From b597a6f25752cf3b5f19fe101c30115088cf779f Mon Sep 17 00:00:00 2001
From: Nathan Baker <nathanandrewbaker@gmail.com>
Date: Sat, 30 May 2020 10:00:31 -0700
Subject: [PATCH] Remove cyclic import based on I/O in pdb.py.

Partially addresses https://github.com/jensengroup/propka-3.1/issues/49
---
 propka/{pdb.py => input.py}   | 159 ++++++++++++++++------------------
 propka/lib.py                 | 102 ++++++++++------------
 propka/ligand_pka_values.py   |   1 -
 propka/molecular_container.py |  23 ++---
 propka/output.py              |  38 +++++++-
 propka/parameters.py          |  18 +---
 6 files changed, 173 insertions(+), 168 deletions(-)
 rename propka/{pdb.py => input.py} (72%)

diff --git a/propka/pdb.py b/propka/input.py
similarity index 72%
rename from propka/pdb.py
rename to propka/input.py
index f1eaf16..e8c7f07 100644
--- a/propka/pdb.py
+++ b/propka/input.py
@@ -1,96 +1,58 @@
-"""Read and parse PDB-like input files."""
-import propka.lib
-from propka.lib import warning
+"""Input routines."""
+from pkg_resources import resource_filename
 from propka.atom import Atom
-from propka.group import initialize_atom_group
 from propka.conformation_container import ConformationContainer
+from propka.group import initialize_atom_group
 
 
-EXPECTED_ATOM_NUMBERS = {'ALA': 5, 'ARG': 11, 'ASN': 8, 'ASP': 8, 'CYS': 6,
-                         'GLY': 4, 'GLN': 9, 'GLU': 9, 'HIS': 10, 'ILE': 8,
-                         'LEU': 8, 'LYS': 9, 'MET': 8, 'PHE': 11, 'PRO': 7,
-                         'SER': 6, 'THR': 7, 'TRP': 14, 'TYR': 12, 'VAL': 7}
+def open_file_for_reading(input_file):
+    """Open file or file-like stream for reading.
 
-
-def read_pdb(pdb_file, parameters, molecule):
-    """Parse a PDB file.
+    TODO - convert this to a context manager
 
     Args:
-        pdb_file:  file to read
-        parameters:  parameters to guide parsing
-        molecule:  molecular container
+        input_file: path to file or file-like object.
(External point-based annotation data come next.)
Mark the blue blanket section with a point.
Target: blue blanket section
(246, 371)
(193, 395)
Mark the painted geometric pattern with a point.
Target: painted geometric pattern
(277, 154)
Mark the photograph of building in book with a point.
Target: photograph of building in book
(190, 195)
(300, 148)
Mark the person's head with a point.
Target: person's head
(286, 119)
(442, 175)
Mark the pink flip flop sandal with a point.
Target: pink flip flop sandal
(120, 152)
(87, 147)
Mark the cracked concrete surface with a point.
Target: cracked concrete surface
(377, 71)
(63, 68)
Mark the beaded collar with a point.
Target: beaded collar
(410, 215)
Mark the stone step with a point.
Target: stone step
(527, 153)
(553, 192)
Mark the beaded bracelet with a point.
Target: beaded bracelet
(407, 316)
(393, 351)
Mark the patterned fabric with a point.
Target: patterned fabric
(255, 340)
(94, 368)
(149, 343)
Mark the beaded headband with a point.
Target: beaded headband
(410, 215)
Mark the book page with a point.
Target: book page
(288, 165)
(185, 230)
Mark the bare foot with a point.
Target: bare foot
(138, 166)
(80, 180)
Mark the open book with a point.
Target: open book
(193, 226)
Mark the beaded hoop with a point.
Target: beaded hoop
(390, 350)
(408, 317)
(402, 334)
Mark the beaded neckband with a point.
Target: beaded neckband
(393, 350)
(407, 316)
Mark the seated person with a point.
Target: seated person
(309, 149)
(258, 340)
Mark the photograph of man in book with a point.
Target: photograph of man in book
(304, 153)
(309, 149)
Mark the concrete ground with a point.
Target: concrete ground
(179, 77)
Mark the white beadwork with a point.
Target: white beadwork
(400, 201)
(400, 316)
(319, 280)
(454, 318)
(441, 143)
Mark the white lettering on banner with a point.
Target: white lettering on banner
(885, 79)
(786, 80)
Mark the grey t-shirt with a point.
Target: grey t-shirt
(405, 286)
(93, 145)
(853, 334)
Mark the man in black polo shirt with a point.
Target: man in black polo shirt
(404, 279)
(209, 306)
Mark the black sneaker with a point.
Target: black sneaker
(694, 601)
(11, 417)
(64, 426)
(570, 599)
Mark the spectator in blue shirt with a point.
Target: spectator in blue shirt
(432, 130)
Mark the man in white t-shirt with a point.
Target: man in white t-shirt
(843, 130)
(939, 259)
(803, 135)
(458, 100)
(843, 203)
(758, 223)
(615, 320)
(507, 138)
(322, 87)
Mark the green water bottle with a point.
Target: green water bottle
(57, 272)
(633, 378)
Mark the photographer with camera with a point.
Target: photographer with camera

If file-like object,
+        then will attempt fseek(0).
+    """
+    try:
+        input_file.fseek(0)
+        return input_file
+    except AttributeError:
+        pass
+
+    try:
+        file_ = open(input_file, 'rt')
+    except:
+        raise IOError('Cannot find file {0:s}'.format(input_file))
+    return file_
+
+
+def read_parameter_file(input_file, parameters):
+    """Read a parameter file.
+
+    Args:
+        input_file:  input file to read
+        parameters:  Parameters object
     Returns:
-        list with elements:
-            1. list of conformations
-            2. list of names
+        updated Parameters object
     """
-    conformations = {}
-    # read in all atoms in the file
-    lines = get_atom_lines_from_pdb(
-        pdb_file, ignore_residues=parameters.ignore_residues,
-        keep_protons=molecule.options.keep_protons,
-        chains=molecule.options.chains)
-    for (name, atom) in lines:
-        if not name in conformations.keys():
-            conformations[name] = ConformationContainer(
-                name=name, parameters=parameters, molecular_container=molecule)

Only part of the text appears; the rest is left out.